Hernia and prolapse meshes, which medical researchers would like to improve, as well as sutures, are made from molten plastics. Using 3D printing for such materials, Dalton said, could help realize on-demand needs for skin grafts, eye repairs and replacing damaged blood vessels.

Dalton and his international colleagues recently took a big step in both manufacturing precision and quality control by focusing the telescopic lens of a digital camera on the cone and nozzle. The step helped predict fiber size.

The advance was detailed in a proof-of-concept study published online on June 8 in the journal Advanced Materials. For the study, a camera was placed outside the printer, with the lens focused on the nozzle to watch the layered distribution of ultrathin fiber.

“We are making fibers that are 5 microns or 10 microns in size and are soft and flexible, so that’s much smaller than normal 3D printing,” Dalton said. “We have to be very precise because a slight variation of direction of even a couple of microns can change the overall properties. This process allows 350 fiber layers to be printed on top of each other. The previous record for a tube was 10 layers.”

“There are many injuries and diseases that are treated with biomaterials and medical implants,” Dalton said. “We’ve reached a limit in how well we can make them. I am trying to improve the quality of implants, and the research described in this paper lets us watch the manufacturing process in a way that lets us confirm that we’ve made what we intended to make along the way.”
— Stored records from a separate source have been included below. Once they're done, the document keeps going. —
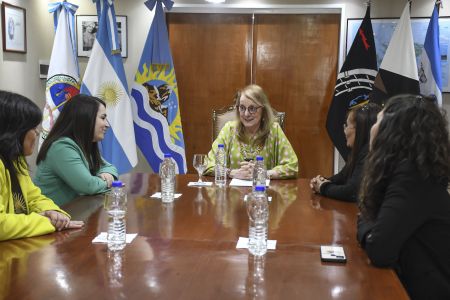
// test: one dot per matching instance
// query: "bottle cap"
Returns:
(117, 183)
(260, 188)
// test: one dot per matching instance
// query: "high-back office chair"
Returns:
(228, 113)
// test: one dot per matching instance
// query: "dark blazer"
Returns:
(342, 188)
(411, 233)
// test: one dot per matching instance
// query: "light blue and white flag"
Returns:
(430, 73)
(63, 79)
(156, 110)
(105, 78)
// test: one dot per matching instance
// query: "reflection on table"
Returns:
(187, 250)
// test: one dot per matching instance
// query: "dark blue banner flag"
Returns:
(354, 80)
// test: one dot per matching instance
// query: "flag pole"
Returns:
(439, 4)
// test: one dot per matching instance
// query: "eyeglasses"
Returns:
(251, 109)
(346, 126)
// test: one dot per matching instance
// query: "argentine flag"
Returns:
(63, 79)
(430, 74)
(155, 101)
(105, 78)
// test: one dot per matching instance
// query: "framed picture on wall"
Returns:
(87, 27)
(14, 29)
(384, 28)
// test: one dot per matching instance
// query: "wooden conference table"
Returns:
(187, 250)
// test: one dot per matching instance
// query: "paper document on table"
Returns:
(269, 198)
(103, 238)
(243, 244)
(196, 183)
(158, 195)
(240, 182)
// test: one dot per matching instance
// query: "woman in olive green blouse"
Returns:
(255, 132)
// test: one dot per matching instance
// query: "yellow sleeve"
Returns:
(15, 226)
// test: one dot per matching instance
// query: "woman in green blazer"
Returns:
(69, 163)
(24, 211)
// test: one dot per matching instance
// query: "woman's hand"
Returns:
(59, 220)
(107, 177)
(75, 225)
(271, 174)
(316, 182)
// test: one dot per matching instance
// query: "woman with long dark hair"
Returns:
(405, 206)
(69, 163)
(24, 211)
(345, 184)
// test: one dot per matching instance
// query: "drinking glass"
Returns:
(200, 162)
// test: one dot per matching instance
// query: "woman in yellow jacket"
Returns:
(24, 211)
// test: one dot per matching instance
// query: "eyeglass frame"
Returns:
(345, 126)
(251, 109)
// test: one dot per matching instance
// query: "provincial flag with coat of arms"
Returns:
(155, 101)
(63, 78)
(105, 78)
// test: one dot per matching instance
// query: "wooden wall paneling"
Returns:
(211, 58)
(295, 61)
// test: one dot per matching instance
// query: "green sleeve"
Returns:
(36, 201)
(224, 138)
(68, 162)
(286, 159)
(106, 167)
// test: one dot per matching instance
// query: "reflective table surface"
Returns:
(187, 250)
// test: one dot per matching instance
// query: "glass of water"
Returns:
(200, 162)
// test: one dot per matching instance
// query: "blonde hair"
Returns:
(256, 94)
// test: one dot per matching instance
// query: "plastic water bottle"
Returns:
(221, 167)
(116, 206)
(259, 172)
(258, 213)
(167, 174)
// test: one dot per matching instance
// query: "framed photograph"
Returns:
(14, 29)
(87, 27)
(384, 28)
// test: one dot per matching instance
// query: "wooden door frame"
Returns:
(279, 9)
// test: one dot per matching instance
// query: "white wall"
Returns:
(20, 73)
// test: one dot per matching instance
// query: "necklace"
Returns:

At the Knight Campus, Dalton is working to add more cameras and reduce the printer’s size to that of a standard kitchen coffeepot to make the technology portable.
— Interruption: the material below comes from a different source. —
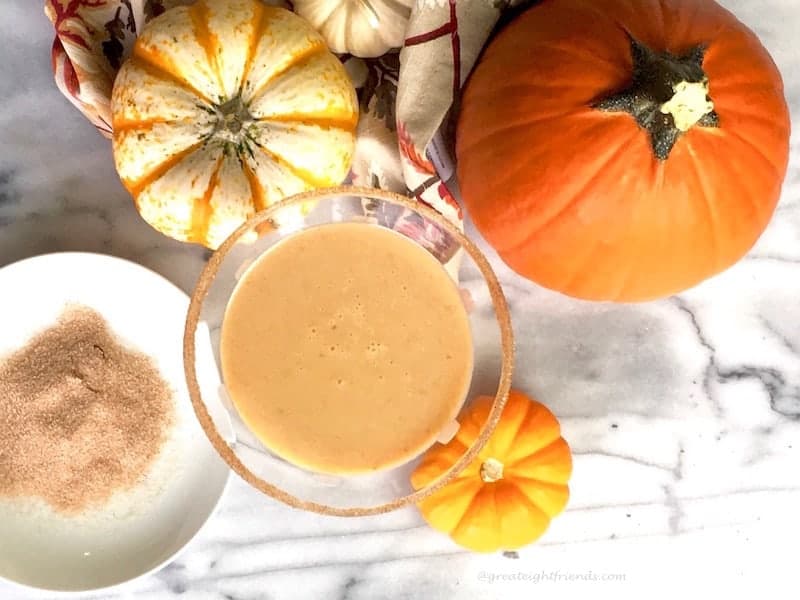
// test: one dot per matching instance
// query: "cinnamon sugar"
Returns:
(81, 416)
“We are going to be making different versions of the printer and will incorporate four or five cameras to introduce thermal imaging, high resolution and different angles to allow for a higher volume view of the printing process,” Dalton said. “Eventually, we’d like to have connectivity to a smartphone for monitoring an operating printer.”
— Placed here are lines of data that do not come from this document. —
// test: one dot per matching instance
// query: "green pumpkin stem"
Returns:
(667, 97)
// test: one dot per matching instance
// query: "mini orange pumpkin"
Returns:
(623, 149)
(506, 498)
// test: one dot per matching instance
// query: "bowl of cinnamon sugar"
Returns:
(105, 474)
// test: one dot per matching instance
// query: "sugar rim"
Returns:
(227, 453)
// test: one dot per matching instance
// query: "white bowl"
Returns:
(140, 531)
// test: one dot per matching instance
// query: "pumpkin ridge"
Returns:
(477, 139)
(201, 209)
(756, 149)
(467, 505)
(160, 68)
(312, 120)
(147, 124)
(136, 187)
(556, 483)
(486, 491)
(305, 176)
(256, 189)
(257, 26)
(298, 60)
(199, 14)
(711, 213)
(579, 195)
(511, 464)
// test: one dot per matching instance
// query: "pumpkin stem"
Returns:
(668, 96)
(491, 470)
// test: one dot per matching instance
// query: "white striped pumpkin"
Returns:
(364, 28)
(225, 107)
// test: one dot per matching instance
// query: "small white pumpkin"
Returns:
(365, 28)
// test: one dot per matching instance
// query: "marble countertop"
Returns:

"The Knight Campus is an outstanding place to do this research,” he said, “because of the talented people with diverse backgrounds and in diverse disciplines.”

tubes scale
A microtube printed with 10 layers (left) and with 80 layers (right). At 80-layers, the tube starts to have mechanical properties that lets it snap into position when compressed. Scale bar is 1 mm.

“We can put them on the printers and let them design things that may help them with their work in, say, the humanities, biological arts, computer programming, medicine, the whole spectrum,” he said. “I’m open in what directions we take. I’m looking at how we can make devices for medical uses and advance them into the clinics and beyond.”